With a time-lag of up to two weeks between a frost event and clear evidence of crop damage, farmers and consultants will be out in the field in coming days to get a handle on the extent of damage the cold snap caused.
Barley is at a particularly susceptible stage, as are some wheat crops, although many are still in the boot stage and may have suffered less impact.
The frosts were harshest around the Ardath, Narembeen and Hyden districts of the north-eastern central area where temperatures dropped as low as -5 degrees Celsius.
Crabtree Agricultural Consulting principal, Bill Crabtree, said last weekend’s frost event, coupled with a particularly cold August in WA and a run of earlier frosts, would put a dent in the State’s earlier estimates for wheat production.
“The frost on the weekend was a pretty damaging one. It is quite likely that it, plus the other series of frosts we have had, could have taken 1 million tonnes of wheat off Western Australia’s production,” he said.
If that’s the case, Mr Crabtree suggests the Grain Industry Association of Western Australia’s (GIWA) September forecast for production of 10.842 million tonnes of wheat in WA may now be below 10mt.
He said the extent of frost damage would vary throughout the State as the crop was at different stages in different growing areas.
“Where I farm east of Geraldton at 27 degrees latitude, parallel with Brisbane, my crops are filling with no more flowering. Down south their crops are still starting to flower,” he said.
“There is another frost due on Saturday morning, so we are not out of the woods yet.”
Department of Agriculture and Food (DAFWA) research officer, Ben Biddulph, said growers in areas affected by frost needed to try to determine what impact it had had on crop yield potential.
“Once a frost event occurs – especially at or after flowering – the first step is to inspect the affected crop and collect a random sample of heads to estimate if any yield loss has been incurred,” he said.
“In the event of severe frost, monitoring needs to occur for up to two weeks after the event to detect all the damage.”
Dr Biddulph said cereal crops were most susceptible to frost damage during and after flowering and were also susceptible at the earlier stages of booting.
Pulses and canola were particularly susceptible from early flowering to late pod growth, but most yield losses occurred after flowering during early seed fill.

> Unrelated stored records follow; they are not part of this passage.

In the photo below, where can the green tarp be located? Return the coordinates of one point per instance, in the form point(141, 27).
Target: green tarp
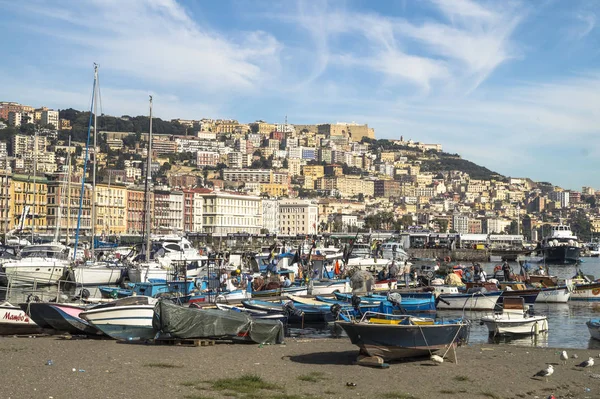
point(183, 322)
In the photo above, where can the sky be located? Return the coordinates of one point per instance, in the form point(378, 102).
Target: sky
point(511, 85)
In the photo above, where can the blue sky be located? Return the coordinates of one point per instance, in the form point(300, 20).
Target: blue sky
point(512, 85)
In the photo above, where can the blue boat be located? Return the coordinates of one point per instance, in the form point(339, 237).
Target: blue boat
point(403, 336)
point(410, 302)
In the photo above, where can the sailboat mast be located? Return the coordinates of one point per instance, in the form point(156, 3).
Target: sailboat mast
point(148, 182)
point(69, 193)
point(85, 162)
point(34, 213)
point(95, 162)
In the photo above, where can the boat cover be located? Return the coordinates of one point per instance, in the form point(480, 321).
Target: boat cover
point(183, 322)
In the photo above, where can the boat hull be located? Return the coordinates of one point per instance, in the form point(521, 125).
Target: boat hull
point(124, 323)
point(42, 272)
point(553, 295)
point(562, 255)
point(329, 288)
point(594, 328)
point(14, 321)
point(517, 326)
point(586, 292)
point(392, 342)
point(66, 318)
point(96, 275)
point(478, 301)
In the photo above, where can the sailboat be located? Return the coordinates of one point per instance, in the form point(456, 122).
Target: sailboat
point(93, 272)
point(148, 269)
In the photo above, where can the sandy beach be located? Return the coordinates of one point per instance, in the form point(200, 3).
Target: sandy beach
point(302, 368)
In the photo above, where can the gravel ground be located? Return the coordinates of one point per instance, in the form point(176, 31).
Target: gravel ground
point(302, 368)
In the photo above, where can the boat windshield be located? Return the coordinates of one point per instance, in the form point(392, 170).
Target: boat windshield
point(43, 251)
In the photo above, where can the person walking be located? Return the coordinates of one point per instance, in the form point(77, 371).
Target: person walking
point(406, 274)
point(506, 270)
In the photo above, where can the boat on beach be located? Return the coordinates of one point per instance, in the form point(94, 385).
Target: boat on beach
point(124, 319)
point(173, 321)
point(403, 336)
point(13, 320)
point(62, 317)
point(515, 320)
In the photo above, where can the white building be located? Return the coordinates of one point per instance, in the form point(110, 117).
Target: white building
point(270, 215)
point(50, 117)
point(297, 217)
point(168, 211)
point(226, 212)
point(460, 224)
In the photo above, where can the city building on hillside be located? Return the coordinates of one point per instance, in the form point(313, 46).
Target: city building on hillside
point(192, 210)
point(297, 217)
point(168, 211)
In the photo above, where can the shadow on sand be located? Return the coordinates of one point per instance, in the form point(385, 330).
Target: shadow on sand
point(338, 358)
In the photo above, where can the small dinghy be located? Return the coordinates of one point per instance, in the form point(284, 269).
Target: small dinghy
point(515, 320)
point(594, 328)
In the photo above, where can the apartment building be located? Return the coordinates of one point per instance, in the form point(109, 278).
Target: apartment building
point(298, 217)
point(168, 211)
point(225, 212)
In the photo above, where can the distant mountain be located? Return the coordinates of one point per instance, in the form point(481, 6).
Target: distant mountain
point(137, 124)
point(444, 162)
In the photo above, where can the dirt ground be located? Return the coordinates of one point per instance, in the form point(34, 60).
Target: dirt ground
point(302, 368)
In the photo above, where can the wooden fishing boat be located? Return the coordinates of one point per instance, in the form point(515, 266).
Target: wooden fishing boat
point(403, 336)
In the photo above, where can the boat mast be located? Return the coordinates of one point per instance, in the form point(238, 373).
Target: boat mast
point(33, 214)
point(95, 162)
point(148, 182)
point(87, 147)
point(69, 193)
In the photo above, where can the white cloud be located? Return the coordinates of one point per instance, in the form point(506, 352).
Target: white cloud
point(157, 41)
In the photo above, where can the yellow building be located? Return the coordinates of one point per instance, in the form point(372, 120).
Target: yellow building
point(29, 199)
point(313, 171)
point(111, 209)
point(274, 189)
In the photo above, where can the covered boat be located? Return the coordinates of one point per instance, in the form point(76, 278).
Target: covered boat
point(515, 320)
point(594, 328)
point(180, 322)
point(61, 317)
point(15, 321)
point(124, 319)
point(403, 336)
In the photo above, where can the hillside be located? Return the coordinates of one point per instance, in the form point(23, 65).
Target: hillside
point(446, 162)
point(80, 120)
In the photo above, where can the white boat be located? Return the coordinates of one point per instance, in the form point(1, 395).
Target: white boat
point(515, 320)
point(14, 321)
point(594, 328)
point(145, 271)
point(328, 287)
point(452, 299)
point(553, 295)
point(41, 264)
point(96, 274)
point(589, 291)
point(124, 319)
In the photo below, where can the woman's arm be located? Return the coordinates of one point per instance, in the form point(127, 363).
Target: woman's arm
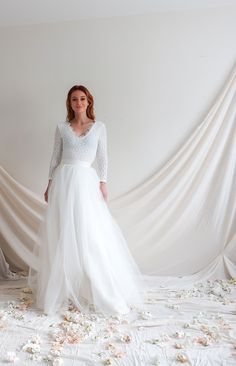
point(56, 154)
point(55, 158)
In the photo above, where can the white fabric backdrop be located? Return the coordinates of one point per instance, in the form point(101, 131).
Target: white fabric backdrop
point(180, 221)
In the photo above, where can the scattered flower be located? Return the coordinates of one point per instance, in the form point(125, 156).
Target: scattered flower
point(180, 357)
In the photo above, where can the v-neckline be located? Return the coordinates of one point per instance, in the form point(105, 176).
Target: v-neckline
point(84, 134)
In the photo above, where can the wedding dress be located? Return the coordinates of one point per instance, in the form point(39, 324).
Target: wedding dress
point(82, 254)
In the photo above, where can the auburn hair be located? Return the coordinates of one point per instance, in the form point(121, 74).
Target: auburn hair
point(90, 108)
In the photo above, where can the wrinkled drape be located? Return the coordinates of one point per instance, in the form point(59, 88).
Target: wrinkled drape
point(180, 221)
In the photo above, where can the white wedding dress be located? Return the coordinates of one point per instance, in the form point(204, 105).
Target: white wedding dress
point(82, 254)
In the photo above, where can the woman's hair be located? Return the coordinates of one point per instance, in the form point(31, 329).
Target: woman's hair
point(89, 111)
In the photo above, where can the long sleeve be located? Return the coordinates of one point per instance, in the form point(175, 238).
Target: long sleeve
point(102, 158)
point(57, 152)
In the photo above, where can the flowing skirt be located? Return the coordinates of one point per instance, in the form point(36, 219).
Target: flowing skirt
point(82, 254)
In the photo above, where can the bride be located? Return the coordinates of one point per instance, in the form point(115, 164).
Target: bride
point(82, 254)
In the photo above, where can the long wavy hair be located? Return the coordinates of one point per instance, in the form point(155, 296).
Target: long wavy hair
point(90, 108)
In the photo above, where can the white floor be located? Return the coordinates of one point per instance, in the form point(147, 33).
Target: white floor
point(194, 324)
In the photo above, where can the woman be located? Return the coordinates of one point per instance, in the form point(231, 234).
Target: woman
point(83, 256)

Extracts from GIWA’s Crop Report for WA, September 12:
September presents a high risk time for frost impact on grain production. Due to the early and substantial crop development this season, the frost risk period is occurring earlier in September rather than mid to late September.
Frost was reported during August and has caused extensive damage to barley and some wheat in the north eastern districts of the Kwinana zone. Elsewhere, frost has damaged lupins and canola crops but to a much smaller degree and with a better chance of compensatory growth and little final yield loss.

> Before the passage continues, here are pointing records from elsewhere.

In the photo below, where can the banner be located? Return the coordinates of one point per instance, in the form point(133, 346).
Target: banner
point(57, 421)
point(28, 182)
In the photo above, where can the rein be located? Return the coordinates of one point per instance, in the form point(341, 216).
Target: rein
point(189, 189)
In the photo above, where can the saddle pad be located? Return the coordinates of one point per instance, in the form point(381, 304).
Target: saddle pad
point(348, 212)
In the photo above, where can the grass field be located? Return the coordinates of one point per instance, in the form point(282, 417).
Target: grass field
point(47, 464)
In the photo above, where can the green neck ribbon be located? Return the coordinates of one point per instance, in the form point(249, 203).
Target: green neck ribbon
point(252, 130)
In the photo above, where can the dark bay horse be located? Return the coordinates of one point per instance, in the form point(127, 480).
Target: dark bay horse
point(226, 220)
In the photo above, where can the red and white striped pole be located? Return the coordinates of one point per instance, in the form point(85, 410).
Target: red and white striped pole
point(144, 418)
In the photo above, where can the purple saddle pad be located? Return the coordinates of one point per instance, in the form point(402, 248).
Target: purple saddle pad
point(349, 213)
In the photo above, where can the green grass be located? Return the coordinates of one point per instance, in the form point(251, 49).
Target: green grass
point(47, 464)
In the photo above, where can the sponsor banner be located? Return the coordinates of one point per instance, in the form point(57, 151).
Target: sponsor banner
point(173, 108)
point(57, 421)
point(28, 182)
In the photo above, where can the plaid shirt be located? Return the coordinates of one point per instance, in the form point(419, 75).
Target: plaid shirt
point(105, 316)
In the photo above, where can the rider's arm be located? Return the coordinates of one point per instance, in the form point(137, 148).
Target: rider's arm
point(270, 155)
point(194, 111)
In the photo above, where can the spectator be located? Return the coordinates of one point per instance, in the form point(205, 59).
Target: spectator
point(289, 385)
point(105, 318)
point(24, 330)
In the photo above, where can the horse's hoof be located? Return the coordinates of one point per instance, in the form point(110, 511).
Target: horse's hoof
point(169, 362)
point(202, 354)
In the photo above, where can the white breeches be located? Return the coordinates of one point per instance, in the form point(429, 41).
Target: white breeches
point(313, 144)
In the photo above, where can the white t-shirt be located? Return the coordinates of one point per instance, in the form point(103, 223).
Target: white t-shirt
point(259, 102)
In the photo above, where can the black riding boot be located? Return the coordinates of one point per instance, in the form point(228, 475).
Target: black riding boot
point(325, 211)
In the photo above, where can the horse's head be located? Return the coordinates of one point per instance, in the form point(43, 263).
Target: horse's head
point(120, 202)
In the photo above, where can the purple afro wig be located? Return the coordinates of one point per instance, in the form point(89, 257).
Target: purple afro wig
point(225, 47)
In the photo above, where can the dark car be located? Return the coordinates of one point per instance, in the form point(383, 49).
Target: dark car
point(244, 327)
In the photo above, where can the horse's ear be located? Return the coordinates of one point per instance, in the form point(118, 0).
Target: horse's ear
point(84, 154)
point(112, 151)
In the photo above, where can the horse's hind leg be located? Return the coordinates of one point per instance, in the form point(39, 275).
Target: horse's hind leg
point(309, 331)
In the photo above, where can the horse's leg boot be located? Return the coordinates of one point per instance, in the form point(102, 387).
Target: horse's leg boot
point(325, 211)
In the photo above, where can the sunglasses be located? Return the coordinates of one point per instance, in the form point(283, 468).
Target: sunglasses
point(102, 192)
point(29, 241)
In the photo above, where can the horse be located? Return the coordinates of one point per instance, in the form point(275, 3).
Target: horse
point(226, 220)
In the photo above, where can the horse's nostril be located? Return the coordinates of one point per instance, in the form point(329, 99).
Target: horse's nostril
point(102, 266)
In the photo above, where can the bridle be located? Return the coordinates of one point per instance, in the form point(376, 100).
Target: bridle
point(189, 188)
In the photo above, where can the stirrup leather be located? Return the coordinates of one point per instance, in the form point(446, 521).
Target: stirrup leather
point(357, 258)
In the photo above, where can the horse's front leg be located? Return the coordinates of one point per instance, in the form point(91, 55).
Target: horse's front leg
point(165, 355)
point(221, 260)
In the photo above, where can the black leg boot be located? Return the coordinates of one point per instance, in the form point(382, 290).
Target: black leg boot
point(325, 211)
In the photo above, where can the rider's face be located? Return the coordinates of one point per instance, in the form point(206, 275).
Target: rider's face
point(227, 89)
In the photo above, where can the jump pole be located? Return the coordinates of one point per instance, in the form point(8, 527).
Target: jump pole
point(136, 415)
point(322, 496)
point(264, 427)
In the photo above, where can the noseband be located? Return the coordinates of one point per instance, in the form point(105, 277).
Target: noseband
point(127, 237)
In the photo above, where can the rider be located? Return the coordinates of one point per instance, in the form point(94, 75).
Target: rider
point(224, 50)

Kwinana east: A lot of early (mid-April) sown barley and wheat has been affected badly by frost on the north-east wheatbelt. The cold nights of early to mid-August caused almost total losses in some paddocks and widespread localised damage elsewhere. It is estimated that 30 to 40 per cent of early sown crops may have above 50 per cent damage. The final total will be known after harvest but it is likely to be significant.
Kwinana west: The western districts of the Kwinana zone remain very wet after average August rainfall. Frost has affected a wide range of crops in a range of districts but the impact is only likely to be around 10pc of yield in susceptible landscapes and where sowing didn’t match the crop maturity (i.e. sown too early).